Magnetic Scrolls released the excellent The Pawn, I still have the novella that came with this game. The Crash review of the game highlights more advances with text style adventures :
Similarly, the rather more complicated area of picking up items in a crowded location allows the likes of GET ALL FROM THE SCHOOL BAG EXCEPT THE ERASER or GET ALL EXCEPT THE CASES BUT NOT THE VIOLIN CASE which if you follow the logic, actually means you will get the violin case along with all the objects except the other cases! More impressive still, the instructions weigh in with KILL THE MAN EATING SHREW WITH THE CONTENTS OF THE VIOLIN CASE (a sentence which is even ambiguous in plain English!) AND REMOVE THE SHREW’S TAIL, an example of possessive construction I can’t remember seeing before in an adventure (SYMB SHIFT and 7 brings up the raised apostrophe). AND, THEN, punctuation and IT are catered for as well but rounding off the vocabulary with another impressive feature is the intelligent way the program deals with input as when it asks a question to clarify the player’s aims.

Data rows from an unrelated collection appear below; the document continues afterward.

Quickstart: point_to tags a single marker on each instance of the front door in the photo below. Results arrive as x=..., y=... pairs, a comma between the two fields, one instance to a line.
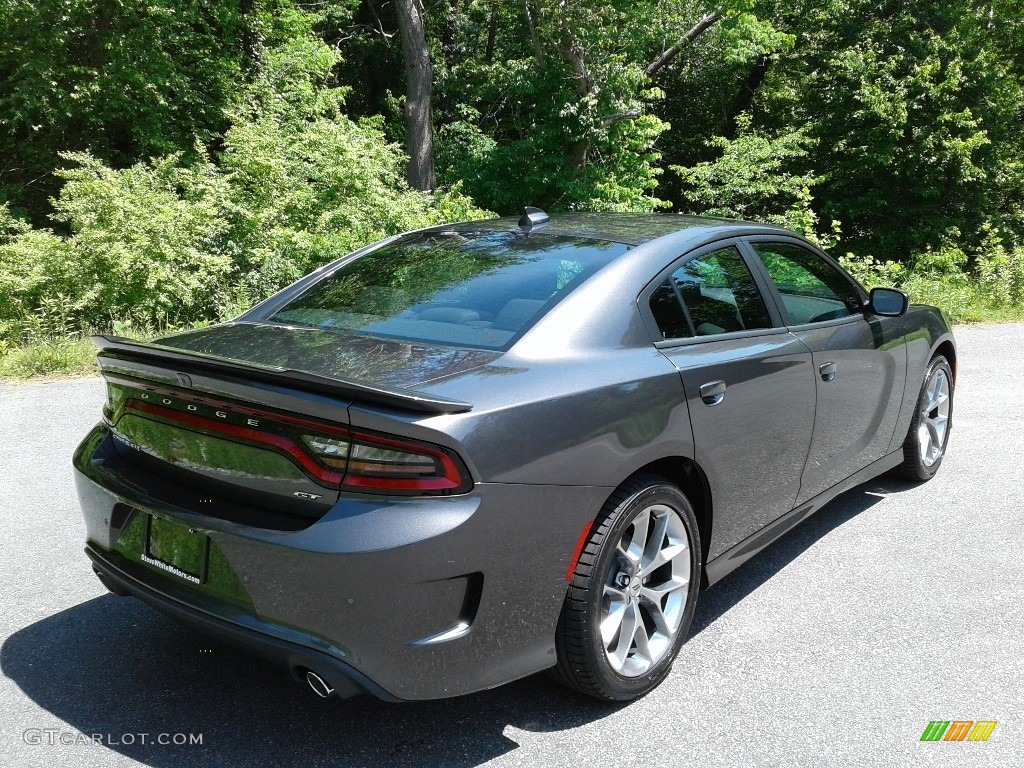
x=749, y=385
x=859, y=363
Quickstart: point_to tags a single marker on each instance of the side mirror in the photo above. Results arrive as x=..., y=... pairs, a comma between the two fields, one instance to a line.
x=888, y=302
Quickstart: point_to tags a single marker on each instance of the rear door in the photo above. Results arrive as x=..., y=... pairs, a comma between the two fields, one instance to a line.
x=859, y=363
x=749, y=385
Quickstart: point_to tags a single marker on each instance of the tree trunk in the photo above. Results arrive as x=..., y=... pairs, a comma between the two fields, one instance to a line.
x=419, y=94
x=755, y=78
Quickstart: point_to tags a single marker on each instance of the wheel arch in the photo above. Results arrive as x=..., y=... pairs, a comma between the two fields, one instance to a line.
x=948, y=350
x=687, y=475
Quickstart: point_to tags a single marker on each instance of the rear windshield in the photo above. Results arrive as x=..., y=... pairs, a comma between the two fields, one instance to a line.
x=451, y=288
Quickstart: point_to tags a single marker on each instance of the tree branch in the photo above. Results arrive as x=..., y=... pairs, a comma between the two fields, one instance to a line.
x=620, y=117
x=696, y=31
x=535, y=38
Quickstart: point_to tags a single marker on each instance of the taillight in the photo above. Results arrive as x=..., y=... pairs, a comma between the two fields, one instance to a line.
x=384, y=463
x=335, y=456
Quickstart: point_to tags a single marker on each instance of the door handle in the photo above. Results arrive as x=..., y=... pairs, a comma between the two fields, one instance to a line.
x=713, y=392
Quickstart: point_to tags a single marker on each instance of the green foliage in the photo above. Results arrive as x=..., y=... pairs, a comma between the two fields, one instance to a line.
x=752, y=179
x=184, y=239
x=179, y=160
x=123, y=81
x=914, y=110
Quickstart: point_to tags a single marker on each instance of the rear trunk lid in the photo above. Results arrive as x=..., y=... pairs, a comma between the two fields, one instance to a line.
x=258, y=414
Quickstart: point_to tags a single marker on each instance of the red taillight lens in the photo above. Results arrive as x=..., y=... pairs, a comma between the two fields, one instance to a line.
x=333, y=455
x=376, y=462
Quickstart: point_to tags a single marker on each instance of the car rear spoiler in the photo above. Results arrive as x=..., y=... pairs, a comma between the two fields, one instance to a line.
x=114, y=348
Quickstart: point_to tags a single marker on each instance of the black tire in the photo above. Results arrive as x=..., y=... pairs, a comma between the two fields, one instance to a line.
x=915, y=465
x=597, y=583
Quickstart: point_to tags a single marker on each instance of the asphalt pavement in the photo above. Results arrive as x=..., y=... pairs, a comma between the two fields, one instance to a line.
x=895, y=605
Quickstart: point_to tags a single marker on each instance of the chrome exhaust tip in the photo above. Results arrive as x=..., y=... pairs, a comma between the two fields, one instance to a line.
x=320, y=686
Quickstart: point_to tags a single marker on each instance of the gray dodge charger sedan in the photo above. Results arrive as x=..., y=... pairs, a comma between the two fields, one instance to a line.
x=474, y=452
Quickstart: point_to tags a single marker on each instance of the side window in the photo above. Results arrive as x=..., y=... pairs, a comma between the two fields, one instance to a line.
x=811, y=289
x=720, y=294
x=669, y=312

For example, when dropping a hat the program might wonder which one should you be carrying two. Many programs inquire ‘Which hat?’ or ‘Which one?’, but this program not only is more specific with the query (say, ‘Which hat, the small hat or the spotted hat?’) but also allows the player to just quickly type in which hat without the need to repeat the initial input. Friendly indeed, mighty friendly.
So we can see that computer text adventures were trying to stretch the boundaries of artificial intelligence in characters back in the 80’s. The text adventure mostly evolved into the graphic adventure on computers, but it didn’t quite die. Inform, which Emily Short was involved with bravely fought the good fight for the beauty of text and now Versu shows the potential to take it to new levels. In the interview Emily explains some of the power of text, how you can do more with words to describe reactions and emotions, these are difficult concepts to fully portray in a graphic adventure.